払拭しようともがけばもがくほど、イングヴェイ沼にはまっていくといった感じがします。
何気に他のメンバーも凄い面子揃い!
本作では、グラハム・ボネット以外のメンバーも何気に凄いメンツが揃いました。
ベースには元QUIET RIOTのチャック・ライト、ドラムスに元TED NUGENT BANDのパット・トーペイ、キーボードには元DRIVERのフィル・ウルフェという豪華メンバーがレコーディングに参加しています。
この面子を維持してライブツアーを敢行することは難しかったようですが、少なくともアルバム制作においては、クリス・インペリテリも水を得た魚の如くギターを弾きまくっています。

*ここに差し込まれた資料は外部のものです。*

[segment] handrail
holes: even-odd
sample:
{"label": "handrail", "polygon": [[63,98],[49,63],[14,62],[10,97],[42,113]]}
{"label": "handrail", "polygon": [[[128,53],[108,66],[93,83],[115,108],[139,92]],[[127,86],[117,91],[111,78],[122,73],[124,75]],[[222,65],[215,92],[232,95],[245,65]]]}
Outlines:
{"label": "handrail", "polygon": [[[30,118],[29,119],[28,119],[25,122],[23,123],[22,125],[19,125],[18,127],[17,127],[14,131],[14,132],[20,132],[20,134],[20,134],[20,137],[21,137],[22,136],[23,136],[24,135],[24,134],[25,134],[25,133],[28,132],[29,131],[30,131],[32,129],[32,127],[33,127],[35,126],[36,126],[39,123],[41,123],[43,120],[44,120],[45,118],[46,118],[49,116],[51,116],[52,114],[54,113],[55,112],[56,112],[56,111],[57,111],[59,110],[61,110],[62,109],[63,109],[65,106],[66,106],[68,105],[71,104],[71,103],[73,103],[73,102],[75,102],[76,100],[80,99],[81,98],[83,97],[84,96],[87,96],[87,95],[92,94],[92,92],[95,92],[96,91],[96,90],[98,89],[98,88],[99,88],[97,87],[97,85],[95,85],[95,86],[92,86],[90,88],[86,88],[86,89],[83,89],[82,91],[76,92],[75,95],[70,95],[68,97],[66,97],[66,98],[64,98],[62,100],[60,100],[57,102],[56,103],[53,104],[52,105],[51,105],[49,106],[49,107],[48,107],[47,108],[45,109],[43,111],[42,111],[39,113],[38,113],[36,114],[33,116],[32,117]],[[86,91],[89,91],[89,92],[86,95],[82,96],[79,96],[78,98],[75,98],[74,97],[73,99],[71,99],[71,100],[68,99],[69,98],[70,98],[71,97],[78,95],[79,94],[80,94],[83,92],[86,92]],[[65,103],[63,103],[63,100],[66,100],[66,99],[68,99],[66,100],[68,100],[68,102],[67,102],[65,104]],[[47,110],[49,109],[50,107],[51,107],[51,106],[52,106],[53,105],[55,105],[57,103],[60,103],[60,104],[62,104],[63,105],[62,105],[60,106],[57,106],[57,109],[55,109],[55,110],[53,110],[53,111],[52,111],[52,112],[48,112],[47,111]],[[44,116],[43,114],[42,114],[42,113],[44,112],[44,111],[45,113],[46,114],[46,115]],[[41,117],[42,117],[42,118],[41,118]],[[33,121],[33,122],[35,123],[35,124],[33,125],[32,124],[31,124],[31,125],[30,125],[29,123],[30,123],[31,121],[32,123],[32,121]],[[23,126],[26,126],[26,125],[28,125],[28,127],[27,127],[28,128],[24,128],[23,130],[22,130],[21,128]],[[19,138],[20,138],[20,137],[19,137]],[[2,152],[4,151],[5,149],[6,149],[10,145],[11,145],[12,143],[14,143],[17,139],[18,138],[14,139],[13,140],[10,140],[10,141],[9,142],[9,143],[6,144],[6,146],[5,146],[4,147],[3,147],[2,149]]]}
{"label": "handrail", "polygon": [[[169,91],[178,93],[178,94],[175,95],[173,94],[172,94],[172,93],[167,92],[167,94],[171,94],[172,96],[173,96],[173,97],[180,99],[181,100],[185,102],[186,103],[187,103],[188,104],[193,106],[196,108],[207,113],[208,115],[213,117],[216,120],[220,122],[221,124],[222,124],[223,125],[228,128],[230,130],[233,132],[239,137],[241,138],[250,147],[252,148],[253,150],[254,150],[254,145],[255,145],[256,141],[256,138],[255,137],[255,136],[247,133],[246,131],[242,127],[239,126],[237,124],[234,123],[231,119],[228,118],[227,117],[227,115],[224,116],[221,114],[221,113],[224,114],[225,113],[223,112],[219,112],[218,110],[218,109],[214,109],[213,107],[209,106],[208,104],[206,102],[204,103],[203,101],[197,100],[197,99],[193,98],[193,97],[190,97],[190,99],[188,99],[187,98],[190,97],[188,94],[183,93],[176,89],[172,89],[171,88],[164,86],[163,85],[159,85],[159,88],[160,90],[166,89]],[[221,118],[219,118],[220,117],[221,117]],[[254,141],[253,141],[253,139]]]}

前作のEP盤では「速いだけ」「弾き過ぎ」といった印象が否めませんでしたが、さすがにその辺りも(少しは…)進歩の跡を感じさせるプレイっぷりとなっています。
メンバー・収録曲
メンバー
- ヴォーカル: グラハム・ボネット
- ギター : クリス・インペリテリ
- ベース : チャック・ライト
- ドラムス : パット・トーピー
- キーボード: フィル・ウルフェ
収録曲
- Stand in Line
- Since You’ve Been Gone
- Secret Lover
- Somewhere Over the Rainbow
- Tonight I Fly
- White and Perfect
- Leviathan
- Goodnight and Goodbye
- Playing With Fire
おすすめ楽曲
Stand in Line
アルバムのオープニングを飾るタイトル曲。
モロにアルカトラズを想起してしまうようなメロディアスなハードロックで幕を開けます。

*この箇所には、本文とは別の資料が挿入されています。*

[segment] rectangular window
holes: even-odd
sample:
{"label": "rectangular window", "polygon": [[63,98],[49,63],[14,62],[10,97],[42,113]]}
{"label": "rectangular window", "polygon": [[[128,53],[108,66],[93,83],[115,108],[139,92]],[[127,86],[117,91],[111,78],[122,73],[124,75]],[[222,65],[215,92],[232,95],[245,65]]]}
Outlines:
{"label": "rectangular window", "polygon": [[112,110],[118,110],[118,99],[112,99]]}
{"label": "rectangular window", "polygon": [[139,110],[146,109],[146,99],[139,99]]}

いやぁ~、前作のロブ・ロックの「聴いてるこちらもつかれちゃう」常に全力疾走のヴォーカルに比べると、やはりグラハム・ボネットの 歌唱はさすがですね。
聴きながら思わず「うんうん」頷いてしまいます。
もちろん、グラハム・ボネット向けにアレンジがなされた楽曲なのでしょうが、声質といいパワーのかけどころといいお見事!。
素直に格好良いと思います。
クリス・インペリテリのギターも、新作のオープニング曲に相応しく「景気づけの弾きまくり」状態で、これでもかと言わんばかりの神業を披露。

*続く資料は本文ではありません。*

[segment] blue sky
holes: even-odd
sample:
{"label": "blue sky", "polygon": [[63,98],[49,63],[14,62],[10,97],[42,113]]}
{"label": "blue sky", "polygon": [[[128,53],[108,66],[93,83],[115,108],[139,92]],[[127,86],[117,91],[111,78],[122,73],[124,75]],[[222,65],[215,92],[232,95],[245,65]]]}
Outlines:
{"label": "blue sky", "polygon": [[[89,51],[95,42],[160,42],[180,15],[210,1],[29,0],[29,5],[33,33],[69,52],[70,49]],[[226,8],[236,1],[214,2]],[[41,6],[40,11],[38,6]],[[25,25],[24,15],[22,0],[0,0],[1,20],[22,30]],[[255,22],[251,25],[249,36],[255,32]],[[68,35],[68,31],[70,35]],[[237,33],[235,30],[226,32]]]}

しかし、前作のような「嫌味」というか周囲が引いちゃうような「浮きまくり感」はなく、あくまで楽曲への濃い目の味付け程度の存在感で何とか踏み止まっている印象です。
CoCo壱番屋のカレーで例えるなら「2辛」程度でありましょうか。(???知らねえって…)
Since You’ve Been Gone
ここ2曲目で早くも持ってきました、往年の名曲!。
もはやグラハム・ボネットの代名詞ともいうべきヒット・チューンがアレンジされて登場です。
ここまでくるとメロディは同じでももはや別曲と解釈した方が良い、いや解釈しないとチョッと受け入れ難い往年のファンの方も多いのではないでしょうか。
先ずはイントロのリフからして「あの」まろやかなトーンや、どことなく感じる望郷感(個人的見解)は消えうせていますね。
まるでアマチュアバンドのディストーションバリバリの歪ませ過ぎの安っぽいトーン…。
色気も何もなく粗雑に刻まれるリフの展開に、少し悲しくなってしまいます。
赤提灯の焼き鳥屋に例えるならば、ゴリゴリであんまり味のしない「砂肝」と言ったところ。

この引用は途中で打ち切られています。